Even more, I'm against public policies that are so maniacal about getting vast groups of people to drink reduced-fat dairy products that they will add things like high-fructose corn syrup so that the reduced fat dairy products taste good, thus turning a dubiously well-intentioned effort into a truly retarded and backward scheme to keep everyone fat and sick as long as the corn and dairy industries thrive.

And this is the kind of thing that truly gets me: that it is currently part of standard public health policy to push low fat milk on children and poor people. It's on school lunch trays all across the country, for instance (with ultra-refined carb sweeteners added to it to make it palatable), and a couple of years ago the NYC health dept sent workers out into the field to try to convince people in the outer boroughs -- people on the lower end of the economic scale, in other words, who are often more susceptible to the worst of the civilization diseases (heart disease, diabetes, obesity and the like) -- to switch to low-fat milk.

(Forget for a second the fact that it was sketchy science -- what about the fact that the vast majority of people of Latin, African and Asian descent are lactose intolerant? Like 75% of African-Africans, 75% of Mexicans and at least 90% of Asians? Well hey, what better use of its resources could the health dept come up with than to go out to bodegas in East New York and peddle 2% milk to 10-year-old black girls?

And hey, guess who's not so lactose intolerant?
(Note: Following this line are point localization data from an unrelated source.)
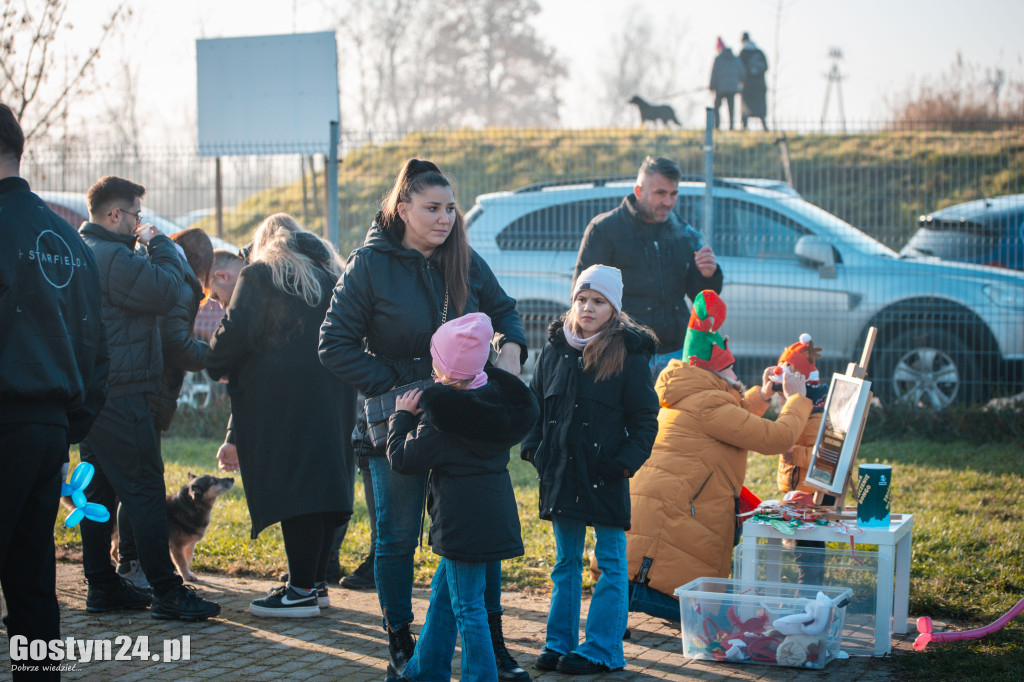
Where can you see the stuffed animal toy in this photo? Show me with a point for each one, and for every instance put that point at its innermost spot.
(797, 650)
(811, 622)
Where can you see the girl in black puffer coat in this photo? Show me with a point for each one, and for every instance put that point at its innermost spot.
(597, 426)
(471, 418)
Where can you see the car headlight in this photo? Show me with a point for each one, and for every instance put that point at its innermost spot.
(1007, 296)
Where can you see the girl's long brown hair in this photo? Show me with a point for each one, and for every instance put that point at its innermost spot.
(605, 355)
(454, 255)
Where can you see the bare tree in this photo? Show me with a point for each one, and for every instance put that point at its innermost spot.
(416, 64)
(30, 33)
(492, 68)
(644, 59)
(383, 42)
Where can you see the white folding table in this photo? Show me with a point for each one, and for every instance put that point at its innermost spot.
(893, 595)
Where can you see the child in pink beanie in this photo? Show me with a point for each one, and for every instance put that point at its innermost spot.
(469, 419)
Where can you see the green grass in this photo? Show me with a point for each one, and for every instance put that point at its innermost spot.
(968, 556)
(906, 172)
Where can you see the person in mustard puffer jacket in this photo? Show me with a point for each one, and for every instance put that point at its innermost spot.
(685, 499)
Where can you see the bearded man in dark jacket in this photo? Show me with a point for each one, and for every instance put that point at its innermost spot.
(137, 287)
(53, 365)
(659, 256)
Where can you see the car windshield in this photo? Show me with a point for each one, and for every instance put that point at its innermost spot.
(842, 228)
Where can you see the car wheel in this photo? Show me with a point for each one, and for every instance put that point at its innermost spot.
(537, 316)
(927, 369)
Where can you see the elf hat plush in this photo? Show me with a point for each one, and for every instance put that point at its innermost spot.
(705, 347)
(802, 356)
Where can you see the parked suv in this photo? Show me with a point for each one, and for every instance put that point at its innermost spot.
(947, 332)
(989, 231)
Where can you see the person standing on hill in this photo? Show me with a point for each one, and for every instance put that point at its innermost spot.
(755, 88)
(726, 79)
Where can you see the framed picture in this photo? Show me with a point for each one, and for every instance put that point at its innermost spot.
(839, 436)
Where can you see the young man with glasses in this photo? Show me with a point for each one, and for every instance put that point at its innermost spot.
(137, 287)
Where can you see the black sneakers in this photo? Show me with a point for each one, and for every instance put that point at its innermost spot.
(573, 664)
(508, 669)
(400, 645)
(117, 595)
(548, 659)
(182, 603)
(286, 602)
(361, 578)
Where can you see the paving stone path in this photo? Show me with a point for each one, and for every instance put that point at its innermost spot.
(347, 643)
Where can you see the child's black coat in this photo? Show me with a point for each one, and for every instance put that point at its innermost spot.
(464, 438)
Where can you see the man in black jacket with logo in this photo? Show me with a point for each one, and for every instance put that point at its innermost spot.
(53, 365)
(659, 256)
(136, 288)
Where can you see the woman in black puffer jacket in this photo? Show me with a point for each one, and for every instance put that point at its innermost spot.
(288, 412)
(415, 270)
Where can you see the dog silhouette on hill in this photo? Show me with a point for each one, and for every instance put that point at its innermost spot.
(654, 113)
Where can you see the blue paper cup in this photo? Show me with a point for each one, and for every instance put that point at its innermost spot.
(872, 495)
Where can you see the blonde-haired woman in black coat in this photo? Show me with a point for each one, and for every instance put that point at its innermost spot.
(288, 410)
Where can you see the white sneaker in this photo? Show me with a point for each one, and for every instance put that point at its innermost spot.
(132, 571)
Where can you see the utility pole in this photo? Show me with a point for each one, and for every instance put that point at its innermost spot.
(836, 77)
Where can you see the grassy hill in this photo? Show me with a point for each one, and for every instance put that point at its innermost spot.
(880, 181)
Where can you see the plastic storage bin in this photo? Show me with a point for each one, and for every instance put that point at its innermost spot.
(774, 624)
(837, 567)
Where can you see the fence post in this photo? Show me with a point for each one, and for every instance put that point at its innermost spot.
(709, 176)
(332, 186)
(219, 194)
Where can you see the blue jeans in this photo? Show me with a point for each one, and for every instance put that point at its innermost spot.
(456, 607)
(609, 605)
(658, 604)
(398, 500)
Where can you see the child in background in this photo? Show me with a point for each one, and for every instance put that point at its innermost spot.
(802, 357)
(599, 418)
(470, 419)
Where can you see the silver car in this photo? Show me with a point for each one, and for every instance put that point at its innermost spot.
(947, 332)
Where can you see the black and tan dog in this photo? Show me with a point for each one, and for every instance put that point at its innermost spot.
(188, 515)
(654, 113)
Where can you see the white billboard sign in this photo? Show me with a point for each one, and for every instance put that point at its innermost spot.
(266, 94)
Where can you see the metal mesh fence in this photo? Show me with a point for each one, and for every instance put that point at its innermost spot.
(947, 333)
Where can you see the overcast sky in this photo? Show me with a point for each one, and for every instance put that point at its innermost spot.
(887, 46)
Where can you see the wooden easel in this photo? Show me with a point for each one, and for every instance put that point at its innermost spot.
(857, 371)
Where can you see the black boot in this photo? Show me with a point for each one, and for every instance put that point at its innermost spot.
(508, 669)
(400, 645)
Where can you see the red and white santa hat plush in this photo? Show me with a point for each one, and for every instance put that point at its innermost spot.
(801, 356)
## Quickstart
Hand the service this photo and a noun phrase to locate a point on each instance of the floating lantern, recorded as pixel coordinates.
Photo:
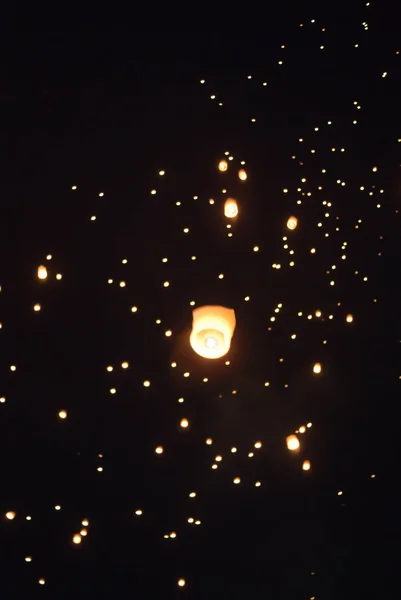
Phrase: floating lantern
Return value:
(230, 208)
(292, 442)
(42, 272)
(212, 330)
(292, 223)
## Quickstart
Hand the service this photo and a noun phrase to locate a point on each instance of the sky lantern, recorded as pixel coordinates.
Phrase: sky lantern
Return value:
(292, 442)
(230, 208)
(212, 330)
(42, 272)
(292, 223)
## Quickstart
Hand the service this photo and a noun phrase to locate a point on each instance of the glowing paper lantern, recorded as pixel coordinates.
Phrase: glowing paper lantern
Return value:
(292, 442)
(292, 223)
(230, 208)
(42, 272)
(212, 330)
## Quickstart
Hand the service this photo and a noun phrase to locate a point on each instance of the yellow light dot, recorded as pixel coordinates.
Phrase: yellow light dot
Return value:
(292, 223)
(292, 442)
(42, 272)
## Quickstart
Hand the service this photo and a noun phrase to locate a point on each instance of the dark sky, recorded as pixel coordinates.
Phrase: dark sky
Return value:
(95, 103)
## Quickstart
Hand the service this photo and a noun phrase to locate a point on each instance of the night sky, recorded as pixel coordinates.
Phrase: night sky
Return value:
(131, 466)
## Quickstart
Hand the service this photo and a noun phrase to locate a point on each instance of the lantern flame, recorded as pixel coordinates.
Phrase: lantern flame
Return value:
(212, 330)
(292, 442)
(230, 208)
(292, 223)
(42, 272)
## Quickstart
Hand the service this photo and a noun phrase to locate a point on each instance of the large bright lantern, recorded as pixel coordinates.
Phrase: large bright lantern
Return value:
(212, 330)
(230, 208)
(292, 223)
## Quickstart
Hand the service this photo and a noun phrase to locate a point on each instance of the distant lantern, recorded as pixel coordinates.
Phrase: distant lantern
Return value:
(292, 442)
(212, 330)
(292, 223)
(230, 208)
(42, 272)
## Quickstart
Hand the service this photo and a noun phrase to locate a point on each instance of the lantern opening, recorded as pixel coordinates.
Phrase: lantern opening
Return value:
(212, 330)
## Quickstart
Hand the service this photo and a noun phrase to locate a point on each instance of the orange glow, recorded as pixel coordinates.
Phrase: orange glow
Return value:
(230, 208)
(212, 330)
(292, 223)
(292, 442)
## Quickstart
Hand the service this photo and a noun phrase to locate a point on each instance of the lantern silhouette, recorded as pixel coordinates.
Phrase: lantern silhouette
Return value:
(292, 223)
(212, 330)
(230, 208)
(292, 442)
(42, 272)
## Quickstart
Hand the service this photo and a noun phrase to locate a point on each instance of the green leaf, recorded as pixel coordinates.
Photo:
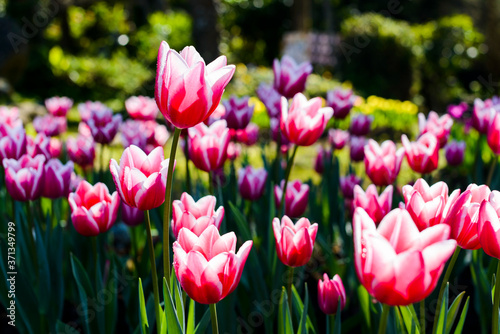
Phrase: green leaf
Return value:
(171, 315)
(303, 310)
(461, 322)
(284, 318)
(441, 326)
(143, 316)
(84, 290)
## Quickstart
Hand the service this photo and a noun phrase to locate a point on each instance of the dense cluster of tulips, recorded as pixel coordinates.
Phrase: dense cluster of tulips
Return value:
(394, 239)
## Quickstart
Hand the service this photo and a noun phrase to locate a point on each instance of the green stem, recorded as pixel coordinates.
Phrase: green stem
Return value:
(153, 272)
(289, 165)
(422, 315)
(492, 170)
(383, 320)
(496, 302)
(289, 288)
(446, 277)
(167, 207)
(213, 315)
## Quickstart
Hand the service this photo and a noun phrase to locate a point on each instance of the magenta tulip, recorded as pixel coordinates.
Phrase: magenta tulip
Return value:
(397, 264)
(24, 177)
(294, 242)
(195, 216)
(207, 267)
(251, 182)
(140, 179)
(93, 209)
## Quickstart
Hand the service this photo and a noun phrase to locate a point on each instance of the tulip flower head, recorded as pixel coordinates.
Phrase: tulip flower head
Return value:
(296, 197)
(454, 152)
(289, 77)
(251, 182)
(397, 264)
(382, 162)
(141, 108)
(57, 179)
(186, 90)
(140, 179)
(195, 216)
(375, 206)
(329, 292)
(208, 145)
(438, 126)
(341, 100)
(305, 121)
(93, 209)
(58, 106)
(207, 266)
(24, 177)
(428, 205)
(423, 154)
(294, 242)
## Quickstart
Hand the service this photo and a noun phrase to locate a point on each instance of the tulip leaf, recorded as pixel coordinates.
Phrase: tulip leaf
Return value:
(443, 314)
(143, 316)
(172, 320)
(84, 290)
(297, 301)
(461, 322)
(453, 311)
(303, 311)
(284, 318)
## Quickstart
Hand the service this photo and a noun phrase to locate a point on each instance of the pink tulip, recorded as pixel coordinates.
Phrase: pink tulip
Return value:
(423, 154)
(438, 126)
(132, 216)
(382, 162)
(195, 216)
(24, 177)
(454, 152)
(50, 125)
(375, 206)
(140, 179)
(397, 264)
(57, 179)
(322, 156)
(251, 182)
(489, 228)
(428, 206)
(294, 242)
(13, 142)
(103, 125)
(207, 267)
(238, 112)
(338, 138)
(347, 184)
(482, 114)
(357, 145)
(93, 209)
(187, 91)
(289, 77)
(141, 108)
(305, 122)
(457, 111)
(81, 150)
(329, 292)
(360, 125)
(58, 106)
(341, 100)
(208, 145)
(271, 99)
(296, 197)
(248, 136)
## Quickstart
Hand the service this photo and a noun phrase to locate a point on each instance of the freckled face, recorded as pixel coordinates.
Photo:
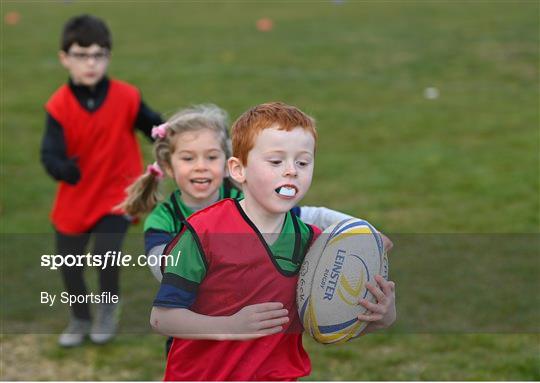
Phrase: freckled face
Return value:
(198, 166)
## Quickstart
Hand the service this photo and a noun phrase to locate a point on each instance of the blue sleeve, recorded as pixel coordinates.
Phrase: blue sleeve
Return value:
(176, 292)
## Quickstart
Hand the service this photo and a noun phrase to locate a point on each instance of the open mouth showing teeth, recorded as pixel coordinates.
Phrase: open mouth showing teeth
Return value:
(287, 191)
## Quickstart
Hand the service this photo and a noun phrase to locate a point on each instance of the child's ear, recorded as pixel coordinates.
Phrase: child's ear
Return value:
(236, 170)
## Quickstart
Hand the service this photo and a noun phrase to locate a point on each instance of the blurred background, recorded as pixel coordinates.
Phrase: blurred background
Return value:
(429, 128)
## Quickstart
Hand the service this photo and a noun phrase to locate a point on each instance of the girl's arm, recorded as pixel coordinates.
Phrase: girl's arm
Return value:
(323, 218)
(250, 322)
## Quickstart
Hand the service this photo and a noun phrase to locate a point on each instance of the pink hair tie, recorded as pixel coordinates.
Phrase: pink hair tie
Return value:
(159, 131)
(155, 170)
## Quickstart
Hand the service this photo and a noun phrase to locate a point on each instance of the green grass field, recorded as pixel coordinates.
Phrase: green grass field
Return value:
(436, 175)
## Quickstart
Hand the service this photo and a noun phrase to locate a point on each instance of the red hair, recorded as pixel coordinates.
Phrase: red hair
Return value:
(248, 126)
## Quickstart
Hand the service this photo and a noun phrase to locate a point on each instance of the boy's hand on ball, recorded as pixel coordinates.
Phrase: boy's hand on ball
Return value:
(383, 313)
(258, 320)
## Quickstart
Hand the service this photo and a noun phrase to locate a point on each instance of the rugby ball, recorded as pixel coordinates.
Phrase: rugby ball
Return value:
(333, 279)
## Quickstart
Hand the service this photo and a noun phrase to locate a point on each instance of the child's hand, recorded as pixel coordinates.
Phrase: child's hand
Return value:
(383, 313)
(257, 320)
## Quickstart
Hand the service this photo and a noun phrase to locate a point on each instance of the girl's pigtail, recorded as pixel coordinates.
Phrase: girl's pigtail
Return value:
(143, 195)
White people of Northern European descent. So weird, huh?

Okay, I'll stop now. Except to wonder how long it will take for the de-bunking of the low-fat myth to make its torturous way through the labrythinths that must connect (right?) the nutritional science part of the country to the school foods part of the country, and change the policy of forcing low-fat dairy products onto the trays of millions of kids every day.

Here's the link to the Gary Taubes interview.

Recipes and calmness returning shortly, I promise!

2 comments:

Courtney said...

I feel so shallow. I like my non-fat milk, but only because it makes for better cappuccino froth than whole fat milk ;)

Larissa said...

I lost the cappucino-froth argument a long time ago, when my father's wife proved to me that low-fat milk makes a better froth. (Why is that, though, when heavier fat cream holds air better and makes better whipped cream? Ahh, the mysteries of fat.)
Don't feel shallow. I probably like mint milano cookies and rice krispies more than you.